Os ganhos esperados destas iniciativas resultam principalmente da eliminação de etapas intermediárias muitas vezes desnecessárias, que acarretam grande ineficiência aos processos. Com a automação, evitam-se os “tempos mortos” decorrentes destas atividades indesejadas, além de agregar mais confiança aos processos, pela eliminação de possíveis erros humanos na execução de tarefas repetitivas. Quando se leva em conta que a maioria das atividades e processos passíveis de automação se repetem muitas vezes em uma obra e que estes podem ainda ser escalados (i.e. aplicados em obras similares), pode-se ter uma ideia do potencial de ganho que mesmo pequenas iniciativas podem representar para a empresa. A isto se somam os ganhos oriundos do aumento da competitividade e das vantagens competitivas da eficiência ao acesso à informação.
Estes são os benefícios previsíveis. Com uma equipe dedicada e estruturada para promover a Inovação na empresa, há sempre a possibilidade de ocorrer uma melhoria de maior impacto, com a geração de novos produtos, com potencial disruptivo.
As seguintes áreas são passíveis de automação de processos por meio da estratégia aqui sugerida: Área Administrativa, RH, Gestão e controle de Contratos, Gestão das obras, Compliance, Engenharia (BIM).

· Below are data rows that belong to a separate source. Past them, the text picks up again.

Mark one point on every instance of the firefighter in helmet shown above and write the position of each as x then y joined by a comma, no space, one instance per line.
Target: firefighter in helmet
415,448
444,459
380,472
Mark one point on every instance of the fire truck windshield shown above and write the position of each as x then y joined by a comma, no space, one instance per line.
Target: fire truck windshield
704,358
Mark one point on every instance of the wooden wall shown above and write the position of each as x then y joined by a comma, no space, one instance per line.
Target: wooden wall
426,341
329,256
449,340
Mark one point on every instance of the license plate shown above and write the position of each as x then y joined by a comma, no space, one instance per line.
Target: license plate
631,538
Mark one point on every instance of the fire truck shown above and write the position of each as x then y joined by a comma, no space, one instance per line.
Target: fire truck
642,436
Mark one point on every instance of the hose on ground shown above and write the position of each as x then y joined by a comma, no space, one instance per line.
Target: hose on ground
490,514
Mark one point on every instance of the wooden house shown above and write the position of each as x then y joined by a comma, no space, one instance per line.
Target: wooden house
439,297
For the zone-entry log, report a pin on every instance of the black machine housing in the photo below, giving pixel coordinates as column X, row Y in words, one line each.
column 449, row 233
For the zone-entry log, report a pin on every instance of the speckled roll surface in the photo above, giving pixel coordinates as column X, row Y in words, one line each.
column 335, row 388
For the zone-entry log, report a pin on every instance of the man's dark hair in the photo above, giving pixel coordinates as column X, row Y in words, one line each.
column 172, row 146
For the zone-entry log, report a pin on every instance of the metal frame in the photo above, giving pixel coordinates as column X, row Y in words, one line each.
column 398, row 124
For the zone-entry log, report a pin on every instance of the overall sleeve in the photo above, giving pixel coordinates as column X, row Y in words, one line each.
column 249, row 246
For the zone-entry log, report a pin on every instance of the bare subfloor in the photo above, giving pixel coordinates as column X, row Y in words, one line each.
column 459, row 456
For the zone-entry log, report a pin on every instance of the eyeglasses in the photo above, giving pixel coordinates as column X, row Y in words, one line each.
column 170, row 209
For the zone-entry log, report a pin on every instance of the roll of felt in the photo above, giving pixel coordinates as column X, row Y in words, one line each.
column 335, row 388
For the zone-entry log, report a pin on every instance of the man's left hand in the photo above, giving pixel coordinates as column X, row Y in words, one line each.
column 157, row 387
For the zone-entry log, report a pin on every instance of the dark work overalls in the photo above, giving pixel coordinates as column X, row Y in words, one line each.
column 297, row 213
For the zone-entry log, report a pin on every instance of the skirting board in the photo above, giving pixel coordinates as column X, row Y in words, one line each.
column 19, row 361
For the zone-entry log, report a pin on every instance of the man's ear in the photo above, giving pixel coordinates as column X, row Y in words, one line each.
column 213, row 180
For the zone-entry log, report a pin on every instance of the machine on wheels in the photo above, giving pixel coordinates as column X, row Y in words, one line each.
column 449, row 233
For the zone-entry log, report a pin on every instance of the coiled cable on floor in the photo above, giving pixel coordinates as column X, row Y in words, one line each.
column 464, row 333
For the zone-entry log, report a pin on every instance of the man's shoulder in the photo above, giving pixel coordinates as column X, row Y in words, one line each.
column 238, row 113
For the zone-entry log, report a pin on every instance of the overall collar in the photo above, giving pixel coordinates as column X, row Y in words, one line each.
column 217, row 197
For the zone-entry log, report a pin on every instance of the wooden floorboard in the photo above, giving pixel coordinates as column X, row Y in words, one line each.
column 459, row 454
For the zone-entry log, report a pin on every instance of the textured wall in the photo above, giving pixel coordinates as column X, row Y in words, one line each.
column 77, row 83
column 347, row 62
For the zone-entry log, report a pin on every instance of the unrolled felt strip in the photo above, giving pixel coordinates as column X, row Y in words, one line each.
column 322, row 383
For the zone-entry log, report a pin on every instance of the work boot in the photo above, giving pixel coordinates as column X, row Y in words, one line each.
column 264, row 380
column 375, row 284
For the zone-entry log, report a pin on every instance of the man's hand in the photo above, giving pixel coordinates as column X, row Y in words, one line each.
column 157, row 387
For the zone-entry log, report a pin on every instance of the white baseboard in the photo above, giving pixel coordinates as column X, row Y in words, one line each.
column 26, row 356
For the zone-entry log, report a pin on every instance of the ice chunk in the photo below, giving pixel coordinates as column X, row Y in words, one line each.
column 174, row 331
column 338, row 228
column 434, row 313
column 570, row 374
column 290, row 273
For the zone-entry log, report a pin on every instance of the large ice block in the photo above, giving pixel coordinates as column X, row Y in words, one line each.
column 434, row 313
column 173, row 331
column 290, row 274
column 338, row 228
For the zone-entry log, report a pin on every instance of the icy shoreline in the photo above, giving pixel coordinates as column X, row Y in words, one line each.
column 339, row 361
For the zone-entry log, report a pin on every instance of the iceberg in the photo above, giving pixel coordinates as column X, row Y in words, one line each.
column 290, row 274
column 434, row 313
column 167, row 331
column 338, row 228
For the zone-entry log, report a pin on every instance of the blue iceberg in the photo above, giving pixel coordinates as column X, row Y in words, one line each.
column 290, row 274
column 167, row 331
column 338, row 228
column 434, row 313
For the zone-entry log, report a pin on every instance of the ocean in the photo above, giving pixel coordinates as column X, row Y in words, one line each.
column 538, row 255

A implementação do framework acima proposto, no entanto, representa um grande desafio, amplificado pelas características próprias decorrentes da estrutura organizacional da OEC, referentes à descentralização e autonomia do corpo de executivos responsável pelas obras. Em consequência, a equipe dedicada à inovação está perto das soluções, mas longe dos problemas reais do dia a dia. Como influenciar o mindset dos integrantes, promover o engajamento das equipes da linha e incutir a cultura da inovação em tais condições? Como em qualquer processo desta natureza, é primordial que contar com recursos financeiros compatíveis com o grau de transformação que se deseja implantar, o apoio e o engajamento da liderança, a formação de um Comitê interno dedicado, além de promover mecanismos e uma estratégia de comunicação para reduzir a “distância” entre a equipe corporativa e a linha. A participação de todos e fundamental para o sucesso desta empreitada.
REFERÊNCIAS
[1] Guia “Metodologia Corporate-up”, Semente Negócios, https://www.sementenegocios.com.br/;
[2] Wright, T. “McKinsey's Three Horizons of Growth Can Help You to Innovate”, Blog: https://www.executestrategy.net/blog/mckinseys-three-horizons-of-growth, Abril/2018;
[3] Luo, J. “Um processo de inovação integrado: ciência, design e empreendedorismo como subprocessos”, PDM – Project Design Management, n. 87, junho/julho 2019;
Sobre os autores:
Daniel Lepikson Oliveira é Engenheiro Mecânico e Civil, Mestre e Doutor em Engenharia Civil pela Escola Politécnica da Universidade de São Paulo (EPUSP). Especializado em Engenharia de Estruturas, trabalhou como Engenheiro Civil no Setor de Processos Construtivos da Odebrecht de 2008 a 2017. Posteriormente, integrou a equipe de engenheiros calculistas da empresa alemã sbp – schlaich bergermann partner, em Stuttgart, Alemanha durante o ano de 2018.
Atualmente está no Setor de Engenharia da OEC e é responsável pela implementação de um programa de inovação na empresa.
Adhemar Bragança é Engenheiro Eletrônico formado pela Pontifícia Universidade Católica do Rio de Janeiro. Trabalha como Analista de Sistemas da OEC desde 1998, na área de Engenharia.